On paper, Bobby Boombats is an unlikeable character with few redeeming qualities. He’s a slob and a chronic gambler who’s always broke and is drifting apart from his teen-aged daughter. He chooses the path of least resistance, always in search of low hanging fruit. However in the capable hands of Tony Sciara, Bobby is hilarious and lovable in his sad-sack ways. Sciara does a worthy job of injecting this character with humour, vulnerability and compassion. These are the kinds of roles actors wait for and his subtle brilliance behind every word and action does not go unnoticed. I often got teased for being slightly attracted to James Gandolfini as Tony Soprano. Strangely enough, Bobby “Boombats” Battali’s aura stirs up those same feelings.
Throughout all the dysfunction in this family, there remains one constant that is firmly grounded in reality. The father-daughter relationship between Bobby and his teen-aged daughter Gabby will ring true for many viewers. Nicole James as Gabby demonstrates the right amount of angst, alienation and self-absorption that is all too common in today’s youth. Her iPhone is her lifeline to the outside world, providing an escape from the insanity of her overbearing and eccentric family. But under all the bickering and yelling lies a firm foundation of love and caring which is at the heart of it all.
Tony DeSantis gives a tour-de-force performance as “Nonna,” the deeply religious and worrisome matriarch of the Battali clan. A man playing the role of a woman can be frowned upon and controversial, especially in this day and age. The famous roles of Mrs. Doubtfire, Tootsie and Christine Baskets are renowned, but those cases are few and far between. It’s a fine line between embodying a role verses mocking it, but DeSantis’ Nonna treads carefully, joining that list of successful and unforgettable female characters. It’s easy to get lost in her hilarity, her smothering motherhood and the expressions that come out of her mouth. DeSantis lets the subtleties of the character paint his performance, a sideways glance, a nervous smile, and the shuffling steps all help in convincing us that we’re watching an elderly woman.

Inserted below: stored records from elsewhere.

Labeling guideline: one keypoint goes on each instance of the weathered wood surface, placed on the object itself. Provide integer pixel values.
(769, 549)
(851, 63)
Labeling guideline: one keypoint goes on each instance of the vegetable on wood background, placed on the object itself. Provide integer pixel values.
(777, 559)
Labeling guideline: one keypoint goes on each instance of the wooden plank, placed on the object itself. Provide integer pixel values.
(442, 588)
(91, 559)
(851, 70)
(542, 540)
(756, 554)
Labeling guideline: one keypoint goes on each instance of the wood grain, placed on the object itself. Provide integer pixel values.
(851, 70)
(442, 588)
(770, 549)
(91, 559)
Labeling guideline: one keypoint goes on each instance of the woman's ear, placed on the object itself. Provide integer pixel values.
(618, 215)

The remaining cast members deliver rock-solid performances especially Precious Chong as Janessa, Michael Miranda as the secretive Father Romano, Dan Lett as Billy “Flash,” Alia DeSantis (yes, Tony’s daughter) as Angie, the unpredictable neighbour and Yatharth Bhatt as Gabby’s schoolmate/crush.
Keeping it in the family, DeSantis has chosen a soulful song entitled “Red Blues,” written by his son Gabriel, as the show’s theme song. The melancholic horns nicely reflect the slightly off-kilter mood and tone of the series. Rounding out directorial duties are Matt Birman and Bryan Kowalsky.

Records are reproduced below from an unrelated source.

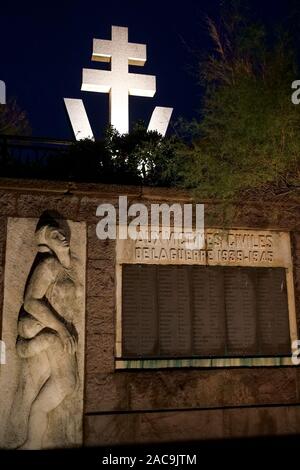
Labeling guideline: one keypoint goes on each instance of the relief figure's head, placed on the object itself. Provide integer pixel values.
(53, 235)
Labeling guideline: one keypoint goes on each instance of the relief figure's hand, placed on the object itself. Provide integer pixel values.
(69, 341)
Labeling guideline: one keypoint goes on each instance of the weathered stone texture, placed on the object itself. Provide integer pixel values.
(7, 203)
(31, 205)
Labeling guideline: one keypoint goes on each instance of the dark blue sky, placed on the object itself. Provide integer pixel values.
(44, 48)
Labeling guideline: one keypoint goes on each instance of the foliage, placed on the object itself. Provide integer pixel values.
(140, 157)
(13, 120)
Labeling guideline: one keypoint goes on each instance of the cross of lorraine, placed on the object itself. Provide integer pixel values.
(119, 83)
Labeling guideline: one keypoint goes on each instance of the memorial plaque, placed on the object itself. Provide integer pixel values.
(140, 311)
(229, 299)
(208, 311)
(272, 312)
(174, 311)
(239, 286)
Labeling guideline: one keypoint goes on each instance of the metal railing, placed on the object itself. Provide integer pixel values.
(22, 156)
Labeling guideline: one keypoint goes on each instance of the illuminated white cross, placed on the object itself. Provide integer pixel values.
(118, 82)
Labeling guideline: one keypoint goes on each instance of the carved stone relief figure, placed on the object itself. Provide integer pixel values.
(47, 338)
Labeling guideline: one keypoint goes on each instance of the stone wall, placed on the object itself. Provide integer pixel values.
(159, 405)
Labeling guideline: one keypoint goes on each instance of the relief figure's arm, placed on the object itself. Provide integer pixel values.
(37, 306)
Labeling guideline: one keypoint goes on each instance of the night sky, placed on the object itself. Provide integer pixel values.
(44, 48)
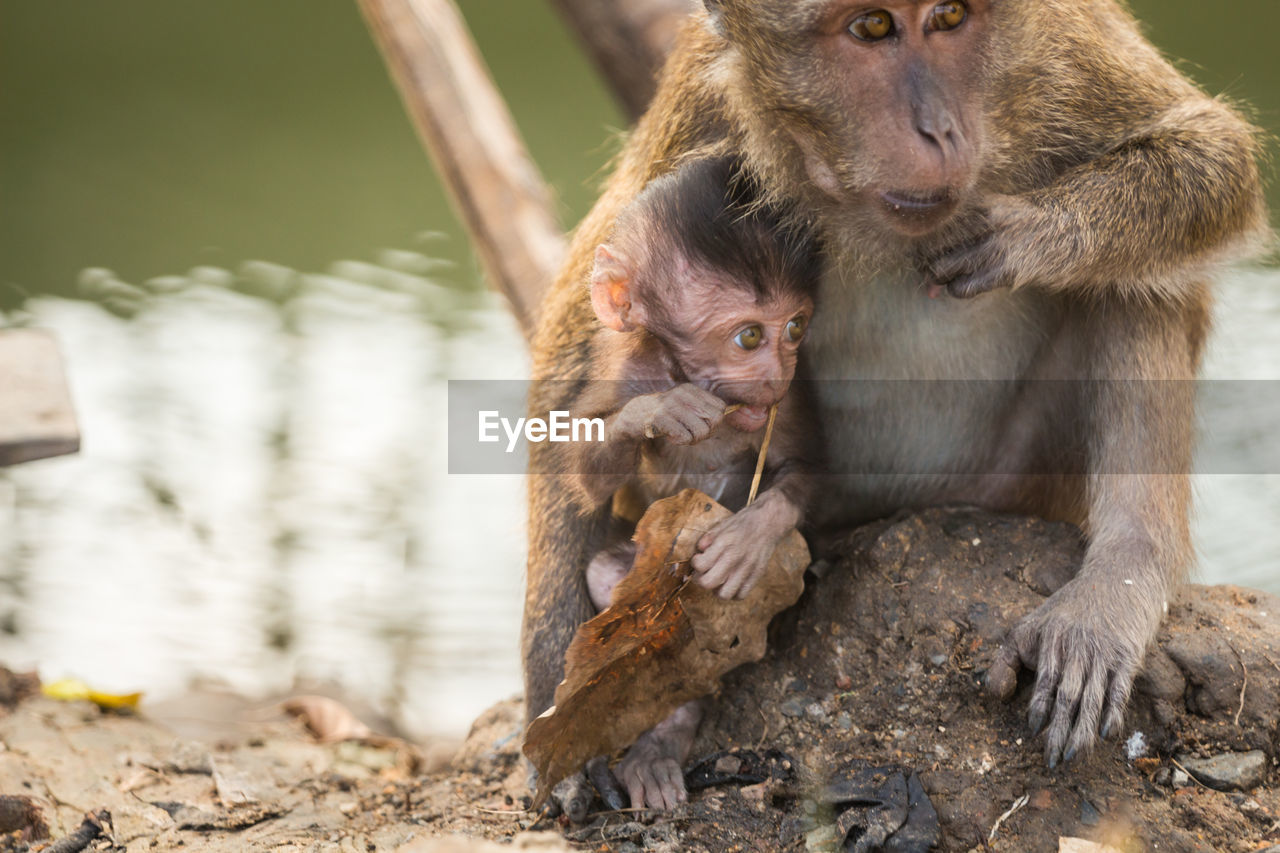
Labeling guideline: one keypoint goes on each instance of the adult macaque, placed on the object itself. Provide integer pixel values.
(704, 299)
(1038, 151)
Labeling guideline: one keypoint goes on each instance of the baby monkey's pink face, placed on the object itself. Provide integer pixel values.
(740, 350)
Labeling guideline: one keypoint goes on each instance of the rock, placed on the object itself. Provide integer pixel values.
(1229, 771)
(533, 842)
(728, 765)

Boombats may not be a ground-breaking series or terribly original for that matter, although DeSantis promises future episodes will deal more with challenging issues related to the immigrant experience. But for now, the writing and quirky characters succeed in leaving a lasting impression and you are left wondering what will happen next.

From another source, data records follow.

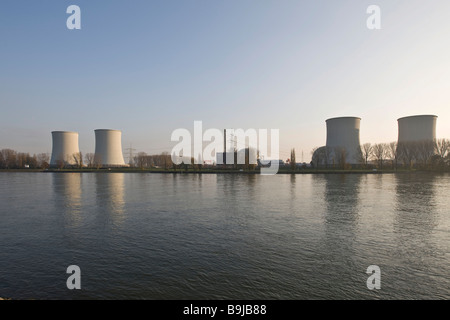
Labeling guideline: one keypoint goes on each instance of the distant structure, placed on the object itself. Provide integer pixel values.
(416, 128)
(108, 148)
(342, 145)
(343, 135)
(64, 147)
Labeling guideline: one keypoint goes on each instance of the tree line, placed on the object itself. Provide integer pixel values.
(425, 154)
(11, 159)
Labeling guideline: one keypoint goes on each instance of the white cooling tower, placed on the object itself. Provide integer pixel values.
(417, 128)
(108, 148)
(65, 145)
(343, 132)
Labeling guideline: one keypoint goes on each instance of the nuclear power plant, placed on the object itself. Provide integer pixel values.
(108, 148)
(64, 147)
(417, 128)
(343, 134)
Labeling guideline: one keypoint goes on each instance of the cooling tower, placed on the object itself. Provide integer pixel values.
(108, 148)
(64, 146)
(343, 134)
(417, 128)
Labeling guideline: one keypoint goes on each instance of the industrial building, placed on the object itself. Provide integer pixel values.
(416, 128)
(64, 147)
(108, 148)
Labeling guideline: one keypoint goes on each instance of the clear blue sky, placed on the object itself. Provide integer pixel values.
(149, 67)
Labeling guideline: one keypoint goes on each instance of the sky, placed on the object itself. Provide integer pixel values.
(150, 67)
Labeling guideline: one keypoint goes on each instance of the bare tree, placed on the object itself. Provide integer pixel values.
(140, 159)
(43, 160)
(341, 154)
(393, 154)
(425, 150)
(442, 147)
(78, 159)
(379, 153)
(293, 161)
(366, 152)
(316, 157)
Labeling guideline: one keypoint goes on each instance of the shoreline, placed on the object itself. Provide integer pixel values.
(219, 171)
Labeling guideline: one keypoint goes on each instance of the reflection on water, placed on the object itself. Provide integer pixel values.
(192, 236)
(110, 190)
(415, 217)
(67, 187)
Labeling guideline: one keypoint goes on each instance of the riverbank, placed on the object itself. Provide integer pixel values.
(221, 171)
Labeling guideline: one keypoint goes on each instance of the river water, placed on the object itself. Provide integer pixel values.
(224, 236)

I am New Zealand woman, living in Toronto, Canada. I mostly write about women directors and writers in the film industry. Being a woman, I certainly cannot relate to an Italian man being hustled by the mob and living in a crazy dysfunctional family, but I can empathize. This is all that art needs to achieve from its audience to be successful. It can take viewers, from any walk of life, immerse them in a room with the Battali family and soon they will feel like they are part of this ongoing and beautiful insanity. There are many rabbit holes in Nonna’s backyard garden. What a joy it is to get lost in one.